Debbie Ford Debbie Ford, a former drug addict whose popular self-help books, including the best-selling Dark Side of the Light Chasers, and Shadow Effect, encouraged people to acknowledge their faults rather than pursue perfection. She passed away at age 57.
Rick’s References:
The Death of Ivan Ilyich (first published in 1886, is a novella by Leo Tolstoy, considered one of the masterpieces of his late fiction, written shortly after his religious conversion of the late 1870s.
The Death of Ivan Ilyich tells the story of a high-court judge, and his sufferings and death from a terminal illness in 19th-century Russia.
The mundane portrayal of Ivan’s life coupled with the dramatization of his long and grueling battle with death seems to directly reflect Tolstoy’s theories about moral living, which he largely derived during his sabbatical from personal and professional duties in 1877. In his lectures on Russian literature, Russian-born novelist and critic Vladimir Nabokov argues that, for Tolstoy, a sinful life (such as Ivan’s) is moral death. Therefore death, the return of the soul to God, is, for Tolstoy, moral life. To quote Nabokov: “The Tolstoyan formula is: Ivan lived a bad life and since the bad life is nothing but the death of the soul, then Ivan lived a living death; and since beyond death is God’s living light, then Ivan died into a new life – Life with a capital L.”
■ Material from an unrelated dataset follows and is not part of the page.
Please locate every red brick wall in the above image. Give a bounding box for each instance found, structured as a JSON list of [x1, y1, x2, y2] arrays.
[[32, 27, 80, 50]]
Tim Ferriss Timothy “Tim” Ferriss (born 1977) is an American author, entrepreneur and public speaker. He has written 4 self-help books on the “4-hour” theme, The 4-Hour Workweek, The 4-Hour Body, The 4-Hour Chef, and Tools of Titans; the first two were No. 1 New York Times bestsellers and the third was a No. 1 Wall Street Journal bestseller.
Gandhi Revered the world over for his nonviolent philosophy of passive resistance, Mohandas Karamchand Gandhi (born 1869) was known to his many followers as Mahatma, or “the great-souled one.” He began his activism as an Indian immigrant in South Africa in the early 1900s, and in the years following World War I became the leading figure in India’s struggle to gain independence from Great Britain. Known for his ascetic lifestyle–he often dressed only in a loincloth and shawl–and devout Hindu faith, Gandhi was imprisoned several times during his pursuit of non-cooperation, and undertook a number of hunger strikes to protest the oppression of India’s poorest classes, among other injustices. After Partition in 1947, he continued to work toward peace between Hindus and Muslims. Gandhi was shot to death in Delhi in January 1948 by a Hindu fundamentalist.
Seneca the Younger (c. 4 BC – AD 65), fully Lucius Annaeus Seneca, known simply as Seneca. Playwright and statesman, often considered a founder of Stoicism, which taught that virtue, the highest good, is based on knowledge, and that the wise live in harmony with the divine Reason (also identified with Fate and Providence) that governs nature, and are indifferent to the vicissitudes of fortune and to pleasure and pain. Reduction: “Tough it out and don’t bitch.”
John Lennon, in his song to his son “Beautiful Boy (Darling Boy).” At the end of the song, John Lennon whispers “Good night, Sean.” The lyrics of “Beautiful Boy (Darling Boy)” contain the famous Lennon quote, “Life is what happens to you while you are busy making other plans.”